Figure 3. Gene and protein expression of inflammatory molecules were measured in the blood of Muc2−/− mice treated with placebo or QBECO for 30 days. At Day 30, the following immune markers were assessed: (A) Il18, (B) CXCL10, (C) Il6, (D) Tnfa, (E) REG3G, (F) Def3b, (G) CXCL1, (H) G-CSF, (I) Il17a, and (J) Ifng. Control n = 15, QBECO: n = 16, mean ± SEM, *p < 0.05, **p < 0.003, ***p = 0.0001, ****p = 0.0002.
Tolerability and Safety of QBECO Treatment in Patients With Moderate-to-Severe Ulcerative Colitis
Based on the striking beneficial effects of QBECO seen in mouse models, 13 patients with moderate to severe UC were screened for entry into the QBECO open-label study to assess safety, tolerability and efficacy of treatment. Eleven participants, with an average Mayo score at baseline of 8.5 ± 1.5, passed screening. Baseline demographic characteristics are shown in Table 1.
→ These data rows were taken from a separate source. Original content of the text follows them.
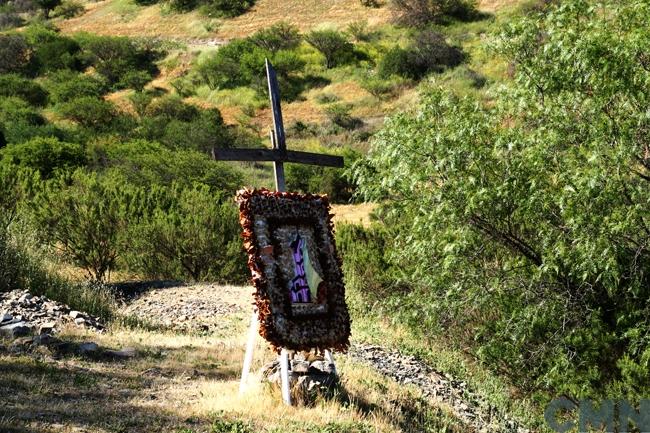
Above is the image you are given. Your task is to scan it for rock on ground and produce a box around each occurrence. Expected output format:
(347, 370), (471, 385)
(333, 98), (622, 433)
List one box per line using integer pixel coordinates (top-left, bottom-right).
(0, 290), (104, 338)
(123, 284), (249, 331)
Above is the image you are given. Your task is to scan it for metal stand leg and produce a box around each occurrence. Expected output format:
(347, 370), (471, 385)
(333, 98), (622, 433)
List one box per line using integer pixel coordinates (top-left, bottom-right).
(239, 311), (257, 393)
(280, 349), (291, 406)
(325, 349), (336, 375)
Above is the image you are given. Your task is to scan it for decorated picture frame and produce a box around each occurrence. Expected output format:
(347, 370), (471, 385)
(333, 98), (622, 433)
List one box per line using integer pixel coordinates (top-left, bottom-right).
(237, 189), (350, 351)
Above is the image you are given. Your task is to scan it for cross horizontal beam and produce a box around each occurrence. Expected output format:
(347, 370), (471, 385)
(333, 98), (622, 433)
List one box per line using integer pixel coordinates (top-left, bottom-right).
(212, 149), (343, 168)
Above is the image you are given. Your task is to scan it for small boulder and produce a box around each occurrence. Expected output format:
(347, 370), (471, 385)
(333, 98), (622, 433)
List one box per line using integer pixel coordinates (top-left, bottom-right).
(0, 322), (32, 338)
(79, 342), (99, 355)
(38, 322), (56, 335)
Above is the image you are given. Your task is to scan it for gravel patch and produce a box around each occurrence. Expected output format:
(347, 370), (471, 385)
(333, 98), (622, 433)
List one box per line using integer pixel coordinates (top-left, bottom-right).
(349, 344), (530, 433)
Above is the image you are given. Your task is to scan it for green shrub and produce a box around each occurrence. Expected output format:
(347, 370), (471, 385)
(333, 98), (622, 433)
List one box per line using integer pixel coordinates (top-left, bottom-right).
(0, 74), (47, 107)
(357, 0), (650, 398)
(0, 34), (32, 74)
(391, 0), (478, 27)
(359, 75), (409, 99)
(201, 0), (255, 18)
(88, 140), (243, 194)
(0, 97), (45, 126)
(57, 96), (117, 130)
(144, 96), (200, 123)
(126, 184), (248, 282)
(0, 7), (25, 31)
(325, 103), (363, 129)
(24, 25), (84, 75)
(76, 33), (163, 89)
(167, 0), (198, 13)
(379, 30), (465, 80)
(0, 137), (86, 179)
(286, 149), (361, 203)
(195, 39), (305, 99)
(33, 0), (62, 19)
(43, 70), (108, 104)
(305, 30), (355, 69)
(53, 0), (86, 19)
(32, 170), (138, 282)
(249, 22), (302, 53)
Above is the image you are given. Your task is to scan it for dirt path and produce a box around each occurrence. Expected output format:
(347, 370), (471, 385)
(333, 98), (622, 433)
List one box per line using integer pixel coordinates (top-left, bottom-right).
(126, 284), (529, 433)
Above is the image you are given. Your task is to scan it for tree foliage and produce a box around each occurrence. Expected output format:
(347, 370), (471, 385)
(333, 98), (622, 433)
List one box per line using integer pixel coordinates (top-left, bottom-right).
(357, 0), (650, 397)
(305, 30), (354, 69)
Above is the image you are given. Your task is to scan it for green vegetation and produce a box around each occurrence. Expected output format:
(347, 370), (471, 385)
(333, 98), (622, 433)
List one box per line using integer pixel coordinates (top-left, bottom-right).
(343, 0), (650, 401)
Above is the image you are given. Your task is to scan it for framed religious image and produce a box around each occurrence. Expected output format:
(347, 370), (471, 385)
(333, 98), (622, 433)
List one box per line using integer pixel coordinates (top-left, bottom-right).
(237, 189), (350, 351)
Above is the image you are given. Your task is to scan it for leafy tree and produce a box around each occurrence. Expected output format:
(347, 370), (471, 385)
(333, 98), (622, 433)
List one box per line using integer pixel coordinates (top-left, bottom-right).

Compliance with treatment administration was high (97% of expected injections) at Week 16. Overall, QBECO was well-tolerated. During the course of the study, 10 of the 11 patients experienced adverse events (AEs; presented in Supplemental Table 1). The most common AEs reported were injection site reactions (n = 5; 45%) and transient fatigue (n = 4; 36%). One study patient experienced a serious AE during Week 16 of the study when presenting with sepsis-like syndrome (pyrexia, extreme fatigue, tachycardia). Chest X-ray revealed no infiltrates, while computerized tomographic (CT) scans of the abdomen and pelvis were unremarkable, and blood cultures were negative. The condition was considered resolved and the patient was discharged within 2 days without intervention. This patient had been on the lowest dose (0.02 mL) of QBECO, and it was not conclusive whether this episode was related to QBECO treatment or instead a manifestation of UC. As per protocol, the patient had been withdrawn from the study after this episode and categorized as a non-responder, but this subject had initially been observed to be a strong responder to QBECO treatment showing a 6-point drop in full Mayo score from baseline to Week 8 (patient ID 4; Table 2).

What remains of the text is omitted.